1. Decreasing size of atom across the period (general trend).
Like in every period we have observed. The general trend we observe is that there is a general decrease in the size of the atomic radius. This trend is similar to what we see in the red box.
To account for this trend, the basic idea is that the effect of the increased nuclear attraction due to the increase in number of protons is more significant than the effect of shielding due to the adding of electrons. Normally, across the period, we add electrons in the same shell and the shielding due to this addition is relatively insignificant.

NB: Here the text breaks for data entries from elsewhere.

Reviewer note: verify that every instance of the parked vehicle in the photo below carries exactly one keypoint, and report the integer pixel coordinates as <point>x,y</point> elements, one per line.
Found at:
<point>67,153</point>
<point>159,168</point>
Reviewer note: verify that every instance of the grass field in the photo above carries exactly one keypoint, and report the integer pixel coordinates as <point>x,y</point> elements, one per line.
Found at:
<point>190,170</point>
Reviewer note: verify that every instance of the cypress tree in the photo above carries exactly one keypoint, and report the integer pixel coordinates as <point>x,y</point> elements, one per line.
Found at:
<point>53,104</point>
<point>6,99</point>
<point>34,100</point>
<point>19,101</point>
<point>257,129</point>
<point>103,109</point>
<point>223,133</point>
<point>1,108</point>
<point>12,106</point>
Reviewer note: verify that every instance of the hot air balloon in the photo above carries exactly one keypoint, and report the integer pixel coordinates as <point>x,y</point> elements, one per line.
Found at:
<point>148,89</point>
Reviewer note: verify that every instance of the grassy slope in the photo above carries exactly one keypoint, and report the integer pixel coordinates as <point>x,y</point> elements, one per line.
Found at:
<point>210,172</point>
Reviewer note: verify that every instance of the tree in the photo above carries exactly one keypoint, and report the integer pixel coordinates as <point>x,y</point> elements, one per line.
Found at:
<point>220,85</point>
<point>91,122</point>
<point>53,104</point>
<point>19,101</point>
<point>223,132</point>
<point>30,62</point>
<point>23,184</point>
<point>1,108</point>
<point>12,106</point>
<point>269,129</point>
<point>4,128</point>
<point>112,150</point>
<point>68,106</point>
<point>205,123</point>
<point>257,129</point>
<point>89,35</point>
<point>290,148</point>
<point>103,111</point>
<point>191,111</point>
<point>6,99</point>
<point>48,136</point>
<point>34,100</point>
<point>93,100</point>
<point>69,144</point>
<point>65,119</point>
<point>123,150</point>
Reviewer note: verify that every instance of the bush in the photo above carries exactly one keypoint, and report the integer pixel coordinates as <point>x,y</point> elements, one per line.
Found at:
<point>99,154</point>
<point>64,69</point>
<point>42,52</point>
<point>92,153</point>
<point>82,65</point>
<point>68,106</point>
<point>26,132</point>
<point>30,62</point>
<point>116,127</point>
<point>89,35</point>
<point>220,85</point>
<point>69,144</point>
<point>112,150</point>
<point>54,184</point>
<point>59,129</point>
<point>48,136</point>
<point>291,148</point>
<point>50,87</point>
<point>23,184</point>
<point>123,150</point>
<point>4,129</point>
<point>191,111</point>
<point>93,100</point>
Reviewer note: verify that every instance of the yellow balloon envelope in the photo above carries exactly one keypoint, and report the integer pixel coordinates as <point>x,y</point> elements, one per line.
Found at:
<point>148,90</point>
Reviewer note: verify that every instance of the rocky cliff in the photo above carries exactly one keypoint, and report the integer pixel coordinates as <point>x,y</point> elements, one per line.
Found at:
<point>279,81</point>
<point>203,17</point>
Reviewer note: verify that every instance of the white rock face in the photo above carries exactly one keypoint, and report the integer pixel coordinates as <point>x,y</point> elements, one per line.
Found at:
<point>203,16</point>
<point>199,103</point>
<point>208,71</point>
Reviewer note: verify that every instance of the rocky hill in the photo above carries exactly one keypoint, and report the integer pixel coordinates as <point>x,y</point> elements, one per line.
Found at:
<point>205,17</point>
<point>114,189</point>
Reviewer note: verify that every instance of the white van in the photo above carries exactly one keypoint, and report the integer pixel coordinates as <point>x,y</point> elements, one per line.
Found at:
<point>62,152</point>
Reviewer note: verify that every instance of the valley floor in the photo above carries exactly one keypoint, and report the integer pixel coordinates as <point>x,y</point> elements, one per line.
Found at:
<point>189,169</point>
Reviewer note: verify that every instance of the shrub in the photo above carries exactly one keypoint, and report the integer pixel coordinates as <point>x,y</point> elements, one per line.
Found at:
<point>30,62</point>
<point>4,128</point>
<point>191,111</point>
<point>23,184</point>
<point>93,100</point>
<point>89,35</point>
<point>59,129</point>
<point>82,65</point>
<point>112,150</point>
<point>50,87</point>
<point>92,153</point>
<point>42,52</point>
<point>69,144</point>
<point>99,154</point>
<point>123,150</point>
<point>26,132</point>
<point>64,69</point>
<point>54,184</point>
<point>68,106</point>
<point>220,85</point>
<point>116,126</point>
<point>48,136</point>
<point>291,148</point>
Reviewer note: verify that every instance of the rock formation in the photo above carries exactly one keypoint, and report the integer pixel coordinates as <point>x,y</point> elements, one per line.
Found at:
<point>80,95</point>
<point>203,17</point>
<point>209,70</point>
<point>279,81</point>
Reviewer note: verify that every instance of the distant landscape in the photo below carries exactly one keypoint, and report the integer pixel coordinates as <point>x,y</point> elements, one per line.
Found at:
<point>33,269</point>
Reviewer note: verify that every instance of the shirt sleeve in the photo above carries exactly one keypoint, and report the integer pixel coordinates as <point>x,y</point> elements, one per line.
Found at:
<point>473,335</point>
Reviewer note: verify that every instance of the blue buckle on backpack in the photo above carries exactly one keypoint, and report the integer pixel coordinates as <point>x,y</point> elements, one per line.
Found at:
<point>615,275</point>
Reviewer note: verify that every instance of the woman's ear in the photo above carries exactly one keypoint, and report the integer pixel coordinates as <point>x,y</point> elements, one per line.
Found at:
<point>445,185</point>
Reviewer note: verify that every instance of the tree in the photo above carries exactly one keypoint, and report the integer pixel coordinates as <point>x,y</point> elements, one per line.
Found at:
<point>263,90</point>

Hence, the shielding of the outermost electrons (4s electrons) is due to the inner shell. However, in the case of the transition metals, it is the addition of an electron in the 3d subshell. Although, the 3d subshell is in the inner shell, it is relatively weak in shielding as compared to a quantum shell (which is what K and Ca experience). Therefore, it is not surprising that the transition metals are smaller than K or Ca.
2. Relatively constant atomic radius observed amongst transition metals.
From the diagram below, you can see that the 3d subshell is an inner shell which can shield the 4s electrons.
Hence, despite there is an increase number of protons which results in an increased nuclear attraction, the addition of an electron in a 3d subshell shields the 4s electrons better than when an electron is added to a subshell which is found in shell with the quantum number 4. This happens because the 3d electrons are in an inner shell.
Therefore, the effect of increasing nuclear charge will somewhat be neutralised by the increase in shielding effect due to the addition of an electron to the 3d subshell. This results in the effective nuclear charge to remain relatively constant as we move across the period. Therefore, the size of atoms to be approximately the same.
In addition, the gradual filling of the 3d subshell, improves its ability to shield the 4s electrons from the nucleus.
Moreover, this diagram which shows how the 3d subshell is formed. It actually forms an asymmetrical sphere that shields the 4s electrons. A quantum shell forms a more symmetrical sphere that shields the outer shell. Hence, this is why the 3d subshell remains relatively poor in shielding.
The application of the above explanation will also help to account the 1st ionisation energy trend across the entire period 4 as well as the trend seen for just the transition metals.